L’analisi dei dati di emissione è stata condotta stimando le variazioni settimanali nel periodo che va da metà febbraio a fine maggio, in cui hanno trovato applicazione le misure per il contenimento dell’emergenza sanitaria, rispetto allo stesso periodo in condizioni normali, cioè in assenza di provvedimenti. Per quanto possibile lo studio ha cercato di effettuare valutazioni per ogni settore di sorgenti emissive con metodologie omogenee, compatibilmente con i dati a disposizione per il settore considerato

Per stimare l’impatto delle misure di contenimento sulla qualità dell’aria che respiriamo, si deve confrontare lo scenario reale con uno scenario ipotetico “No-lockdown”, cioè con la situazione che si sarebbe verificata in assenza di limitazioni della mobilità individuale e di molte attività. In questo studio, lo scenario reale è dato dalle misure delle stazioni di monitoraggio della qualità dell’aria; mentre lo scenario “No-lockdown” – che non è direttamente misurabile – è stato ricostruito con specifici modelli chimici e di trasporto, simulando la qualità dell’aria su tutto il nord Italia nei primi mesi del 2020. Va aggiunto che nel report è stata impostata una metodologia per valutare il contributo relativo dei provvedimenti di smart working alle variazioni emissive legate alle diverse misure.

Secondo lo studio le concentrazioni di inquinanti gassosi (NO, NO2, benzene) sono diminuite coerentemente con le emissioni degli stessi. Le concentrazioni di particolato mostrano una dinamica più complessa a causa dell’origine mista (primario più secondario) e del ruolo del meteo. Durante il lockdown sono stati registrati alcuni picchi con superamento delle concentrazioni limite di 50 μg/m3, tutti avvenuti in periodi e aree caratterizzate da meteo stabile favorevole alla concentrazione di particolato

In conclusione, l’analisi dei risultati del lockdown è stata un’occasione per verificare la validità delle valutazioni fatte dal progetto Life Prepair sugli effetti della piena applicazione delle misure previste dai piani aria delle regioni e dagli accordi interregionali e nazionali, confrontandole con i dati raccolti nel periodo lockdown. Questi risultati sembrano confermare la strategia dei piani di qualità dell’aria adottati dalle Regioni e Province autonome del Bacino del Po, oltreché degli accordi interregionali, incentrata su interventi plurisettoriali e multi-inquinante a larga scala. In particolare, i risultati dello studio, seppur preliminari, portano a confermare alcuni punti chiave della pianificazione:

Il raggiungimento degli obiettivi europei di qualità dell’aria rende necessario conseguire riduzioni delle emissioni di NOX dell’ordine del 40%. Queste variazioni sembrano essere sufficienti per ridurre la concentrazione in aria di NO2 e confermano la necessità di agire sul settore dei trasporti attraverso azioni finalizzate alla diminuzione consistente dei flussi di traffico ed alla promozione di modalità di spostamento più sostenibili (mobilità ciclistica, elettrica, micro-mobilità, ecc.).
La riduzione delle emissioni di NOX dell’ordine del 40% sull’intera pianura padana, accompagnata da una riduzione delle emissioni di PM primario dell’ordine del 20%, può non essere sufficiente, nelle condizioni meteorologiche di stagnazione tipiche della pianura padana, a garantire il rispetto del valore limite giornaliero e annuale. Sono quindi necessarie misure che consentano di ridurre maggiormente le emissioni di PM10 primario, in particolare nell’ambito del riscaldamento degli ambienti. È inoltre necessario agire anche sulle emissioni dei precursori non direttamente legate al settore dei trasporti, come l’ammoniaca derivante dalle attività agricole/zootecniche.

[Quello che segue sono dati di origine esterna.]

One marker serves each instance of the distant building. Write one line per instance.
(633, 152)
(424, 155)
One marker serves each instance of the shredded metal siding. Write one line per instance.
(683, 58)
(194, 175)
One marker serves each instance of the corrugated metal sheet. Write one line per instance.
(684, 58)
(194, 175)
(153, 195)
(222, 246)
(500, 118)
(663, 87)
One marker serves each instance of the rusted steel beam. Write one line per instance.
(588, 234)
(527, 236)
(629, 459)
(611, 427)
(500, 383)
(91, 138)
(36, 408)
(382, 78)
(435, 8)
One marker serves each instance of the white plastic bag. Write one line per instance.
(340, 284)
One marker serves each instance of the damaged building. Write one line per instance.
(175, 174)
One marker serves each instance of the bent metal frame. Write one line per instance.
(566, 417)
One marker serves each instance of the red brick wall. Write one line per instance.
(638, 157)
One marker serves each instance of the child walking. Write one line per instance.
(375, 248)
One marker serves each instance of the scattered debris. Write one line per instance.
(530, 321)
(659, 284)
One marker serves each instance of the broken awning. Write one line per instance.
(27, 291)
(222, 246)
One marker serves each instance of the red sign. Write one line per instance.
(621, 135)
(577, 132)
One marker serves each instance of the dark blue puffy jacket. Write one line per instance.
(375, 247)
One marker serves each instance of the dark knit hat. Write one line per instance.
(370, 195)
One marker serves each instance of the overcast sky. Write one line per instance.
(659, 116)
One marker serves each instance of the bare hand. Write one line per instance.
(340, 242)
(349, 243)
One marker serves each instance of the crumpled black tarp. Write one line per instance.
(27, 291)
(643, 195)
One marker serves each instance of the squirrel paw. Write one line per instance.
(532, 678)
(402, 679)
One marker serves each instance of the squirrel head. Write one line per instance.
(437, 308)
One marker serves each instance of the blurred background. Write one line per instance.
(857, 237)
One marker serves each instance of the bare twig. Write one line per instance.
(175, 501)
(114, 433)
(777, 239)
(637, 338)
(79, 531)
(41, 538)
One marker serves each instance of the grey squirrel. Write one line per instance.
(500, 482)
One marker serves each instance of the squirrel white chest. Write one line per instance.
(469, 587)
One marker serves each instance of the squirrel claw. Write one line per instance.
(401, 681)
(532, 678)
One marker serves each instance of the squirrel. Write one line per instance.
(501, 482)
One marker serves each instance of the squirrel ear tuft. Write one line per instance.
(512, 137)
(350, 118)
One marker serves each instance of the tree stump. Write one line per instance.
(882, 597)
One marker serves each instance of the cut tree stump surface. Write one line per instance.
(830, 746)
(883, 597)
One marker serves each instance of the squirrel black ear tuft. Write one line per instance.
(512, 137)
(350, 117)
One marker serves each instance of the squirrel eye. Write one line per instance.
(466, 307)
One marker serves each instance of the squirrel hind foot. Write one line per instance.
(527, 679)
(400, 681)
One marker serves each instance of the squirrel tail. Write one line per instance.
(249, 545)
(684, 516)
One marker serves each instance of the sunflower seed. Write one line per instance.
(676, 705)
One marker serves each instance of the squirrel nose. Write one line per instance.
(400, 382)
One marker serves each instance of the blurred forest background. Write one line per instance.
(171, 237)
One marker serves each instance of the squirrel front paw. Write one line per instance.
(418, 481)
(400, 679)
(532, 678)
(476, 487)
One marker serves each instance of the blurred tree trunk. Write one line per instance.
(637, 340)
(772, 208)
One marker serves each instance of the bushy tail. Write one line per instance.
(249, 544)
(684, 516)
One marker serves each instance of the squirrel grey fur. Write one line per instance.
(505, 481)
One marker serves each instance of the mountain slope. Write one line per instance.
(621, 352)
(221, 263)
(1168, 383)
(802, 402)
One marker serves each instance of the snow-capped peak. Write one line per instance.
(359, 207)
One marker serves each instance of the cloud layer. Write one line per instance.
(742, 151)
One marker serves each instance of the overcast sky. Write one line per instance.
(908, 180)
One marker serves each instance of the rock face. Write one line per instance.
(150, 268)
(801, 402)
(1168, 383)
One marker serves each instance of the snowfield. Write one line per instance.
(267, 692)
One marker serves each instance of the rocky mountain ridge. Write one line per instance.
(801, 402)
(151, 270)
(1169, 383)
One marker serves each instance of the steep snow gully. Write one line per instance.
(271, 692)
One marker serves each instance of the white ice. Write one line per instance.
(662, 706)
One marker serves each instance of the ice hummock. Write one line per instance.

Nella terza parte dello studio è stato programmato di approfondire le analisi in modo da verificare e consolidare queste conclusioni preliminari attraverso l’analisi della composizione del particolato, che permetterà di stabilirne con maggiore precisione l’origine. L’obiettivo dello studio nel suo complesso è fornire ai decisori una base conoscitiva sempre più solida per impostare la prossima fase di pianificazione in materia di qualità dell’aria.